Just two months ago, two New Yorkers died when severe rainfall and flooding hit every neighborhood across the city. In just 20 minutes, Bed-Stuy, Flatbush, and Hollis, which have rarely flooded to this extent, saw the brunt of this cloudburst event. Ask any New Yorker — we know. Images of flooded streets, subways, and homes are our new normal.
Mayor Mamdani, who has already shown an eagerness to improve public life and tackle big challenges has a chance to create a newer normal, one where the city manages climate challenges through innovative and strategic use of the public realm — our streets, parks, public plazas, and government buildings — to address heavy flooding. This upfront investment will reduce the risk to New Yorkers’ lives and pocketbooks.
An analysis by Rebuild by Design of New York City property sales in 2023 revealed that more than 7,300 (1-3 family) homes sold, valued at $3.6 billion, were situated within or directly adjacent to the flood zone. That’s thousands of New Yorkers passing risk to one another in locations where they have a high likelihood of flooding before the end of their 30-year mortgage.

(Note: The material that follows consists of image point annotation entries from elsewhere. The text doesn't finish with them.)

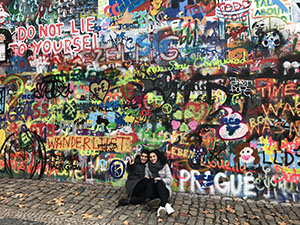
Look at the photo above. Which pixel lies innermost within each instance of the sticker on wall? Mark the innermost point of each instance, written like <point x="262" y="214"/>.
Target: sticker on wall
<point x="100" y="89"/>
<point x="233" y="128"/>
<point x="117" y="168"/>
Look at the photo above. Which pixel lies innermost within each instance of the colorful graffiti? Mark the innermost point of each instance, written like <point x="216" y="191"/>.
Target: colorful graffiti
<point x="84" y="85"/>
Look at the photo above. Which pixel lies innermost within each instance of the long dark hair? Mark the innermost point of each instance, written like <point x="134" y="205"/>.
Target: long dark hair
<point x="160" y="156"/>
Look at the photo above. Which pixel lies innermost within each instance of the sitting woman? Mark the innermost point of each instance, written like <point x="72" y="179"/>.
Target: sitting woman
<point x="138" y="187"/>
<point x="159" y="171"/>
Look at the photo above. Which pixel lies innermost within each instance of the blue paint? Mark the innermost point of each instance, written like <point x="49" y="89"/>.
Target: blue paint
<point x="280" y="5"/>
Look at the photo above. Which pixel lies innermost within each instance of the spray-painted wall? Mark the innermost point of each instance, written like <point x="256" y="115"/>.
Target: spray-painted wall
<point x="214" y="84"/>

Safeguarding NYC communities will require testing new infrastructure, breaking down silos in city government, and thinking holistically about how we use our public space.
Think of a typical street. Buses, taxis, private vehicles, bikes, delivery trucks, street vendors, and pedestrians, jockey around terrorism blockades, trees, sewers, garbage storage, and sidewalks — all competing for space. Instead, if we set a clear vision with bold goals for our streets — being owned by and designed for the people, with the people, across multiple agencies — we could dramatically shift the way the city serves its residents and create a more livable, climate-ready city.

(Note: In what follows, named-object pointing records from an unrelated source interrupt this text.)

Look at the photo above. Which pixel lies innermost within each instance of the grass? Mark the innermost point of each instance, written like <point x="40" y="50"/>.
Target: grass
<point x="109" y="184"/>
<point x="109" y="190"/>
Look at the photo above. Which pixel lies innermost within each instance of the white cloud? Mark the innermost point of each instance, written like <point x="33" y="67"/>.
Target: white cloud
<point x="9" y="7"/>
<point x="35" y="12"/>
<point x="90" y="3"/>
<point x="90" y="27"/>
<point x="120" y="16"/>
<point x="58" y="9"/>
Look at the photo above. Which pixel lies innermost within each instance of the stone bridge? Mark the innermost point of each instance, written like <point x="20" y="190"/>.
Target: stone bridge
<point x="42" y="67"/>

The city has piloted open streets like Jackson Heights’ 26-block Paseo Park on 34th Ave., which proved essential to one of the city’s most impacted communities throughout the COVID-19 pandemic. Now imagine if the permanent linear park, championed by the community and local City Council member, could manage heavy rain when the sewers are unable to keep up, reducing flooding for the more than 2,000 at-risk homes and businesses in Jackson Heights.
NYC Parks create billions of dollars of benefits in human health, ecosystem services, economic impact, and climate resilience — serving as staging grounds for disaster recovery, refuge from extreme heat waves, and shields against poor air quality. There are 177 NYC parks serving communities that will have high flood risk, heat risk, and social vulnerability by 2050. Sixty percent of those are located in the Bronx.
Over the next 20 years, if every time we upgrade parks, we prioritize community benefits and climate resilience, we can reduce risk; improve access to recreation and gathering space; drive better health and mental health outcomes; enhance local ecology and biodiversity; and open up benefits to every neighborhood, while creating opportunities for new types of funding.
This is already happening across the Hudson River where Hoboken’s new ResilinCity Park is designed to hold 2 million gallons of stormwater, keeping a 20-block area that was known to flood dry.
Mamdani can drive this change. Here is how:
- Make climate resiliency in the public realm a key focus for the deputy mayor for operations. Empower the office to oversee projects and coordinate city agencies with a mandate to stretch every government dollar to its fullest through cross-agency priorities, such as street safety and climate resilience.
- Utilize the mayor’s new Office of Mass Engagement to develop a vision with communities, starting with the most physically and socially vulnerable, in which every piece of our public realm reflects community needs. Building on the work by Climate Strong Communities, harness the heft of all city agencies and funding for implementation to be sure the work will be realized.
- Institutionalize collaboration across agencies and budgets. Incentivize agencies to share resources and meet one another’s goals.
Inflation is high and budgets are tight. Mamdani is already flexing his political muscle to deliver on his quality of life promises. By shifting the focus from solving one issue at a time to a multi-benefit approach, we can build smarter public spaces, save money, and save lives.
Chester is director of Rebuild by Design at NYU.